By Producer Laura Strickler and Intern Aurora Ellis

The Swiss drug giant Merck Serono S.A. will pay $44.3 million to the US government to settle a lawsuit that charged the company illegally funneled money to doctors to prescribe and promote their Multiple Sclerosis drug Rebif, according to the Department of Justice.

A Serono employee - a California based regional business director - blew the whistle on the company's alleged payments and filed a false claims lawsuit back in 2005, according to court documents.

Allegations in the court filings indicate the drug company paid a top prescriber of Rebif, often through a New York based Multiple Sclerosis clinic. The whistleblower claims Serono company management referred to the relationship by saying, "we have a whole money laundering thing going on," with the clinic. The complaint indicates that payments to the clinic totaled more than $300,000.

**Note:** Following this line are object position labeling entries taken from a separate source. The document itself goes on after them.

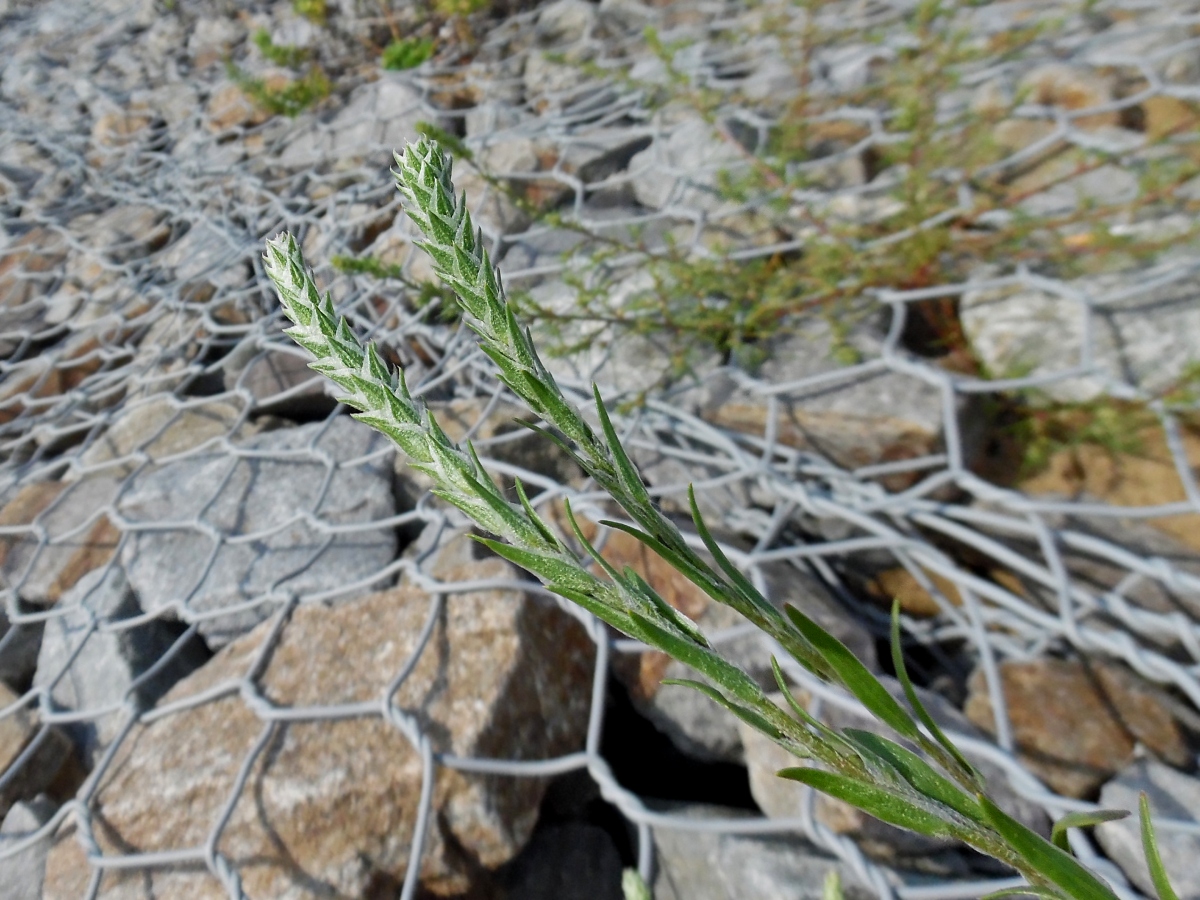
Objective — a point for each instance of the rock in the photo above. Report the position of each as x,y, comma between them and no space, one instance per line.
1077,725
270,493
277,381
89,663
377,119
127,233
203,262
681,171
696,725
898,583
18,651
211,40
22,873
18,729
1171,795
505,675
1072,89
78,537
159,429
29,268
785,799
580,352
1143,336
565,21
709,865
231,108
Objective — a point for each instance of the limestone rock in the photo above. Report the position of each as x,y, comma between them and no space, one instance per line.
156,429
270,490
19,646
564,21
784,799
18,729
78,537
1171,795
1072,89
1143,337
329,807
682,168
22,874
1075,725
90,663
379,118
277,382
707,865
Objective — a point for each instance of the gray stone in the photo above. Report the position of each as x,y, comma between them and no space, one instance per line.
785,799
1143,330
277,381
89,661
377,119
129,232
22,873
705,865
18,651
156,429
1171,795
18,730
681,169
505,675
565,21
78,537
211,39
202,562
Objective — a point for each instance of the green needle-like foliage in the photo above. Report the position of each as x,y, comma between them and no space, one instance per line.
934,791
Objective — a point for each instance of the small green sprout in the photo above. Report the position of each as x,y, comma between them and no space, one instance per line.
408,53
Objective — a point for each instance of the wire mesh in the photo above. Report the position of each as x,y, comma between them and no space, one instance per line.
135,213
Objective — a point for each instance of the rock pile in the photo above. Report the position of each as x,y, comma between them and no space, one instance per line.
243,648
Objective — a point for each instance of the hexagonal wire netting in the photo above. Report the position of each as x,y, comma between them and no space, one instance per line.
100,322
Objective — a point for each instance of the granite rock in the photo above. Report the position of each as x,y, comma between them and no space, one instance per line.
1075,724
22,874
159,427
504,675
706,865
378,118
191,520
1171,795
93,664
18,729
1141,331
78,535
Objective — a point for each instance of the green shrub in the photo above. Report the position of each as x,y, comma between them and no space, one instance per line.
408,53
936,793
279,54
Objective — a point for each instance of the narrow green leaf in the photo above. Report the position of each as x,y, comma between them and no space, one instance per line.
1044,857
970,772
921,774
857,677
1083,820
745,588
1027,891
543,528
882,804
1153,859
714,667
748,715
627,472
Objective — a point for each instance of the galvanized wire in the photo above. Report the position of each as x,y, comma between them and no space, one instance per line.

A spokesperson for Serono told CBS News that although Serono settled the lawsuit the company is not admitting to any wrongdoing. "It is important to note that the settlement contains no claims that unnecessary prescriptions for Rebif were written, no allegations of patient harm and no admission of fault by the company," said Thomas G. Gunning, Senior Vice President and General Counsel for EMD Serono, Inc. "EMD Serono is committed to operating its business with the highest legal, compliance and ethical standards," Gunning said.

The Justice Department says the company paid doctors for "hundreds of speaker training meetings and programs, as well as payments for attending consultant, marketing and advisory board meetings, all at upscale resorts and other locations." The complaint alleges Serono did not notify the government of these payments.

"The health care of our seniors and other vulnerable citizens under the Medicare and Medicaid programs should be based upon sound medical decisions, not upon decisions tainted by influence and corruption," said Tony West, Assistant Attorney for the Justice Department's Civil Division.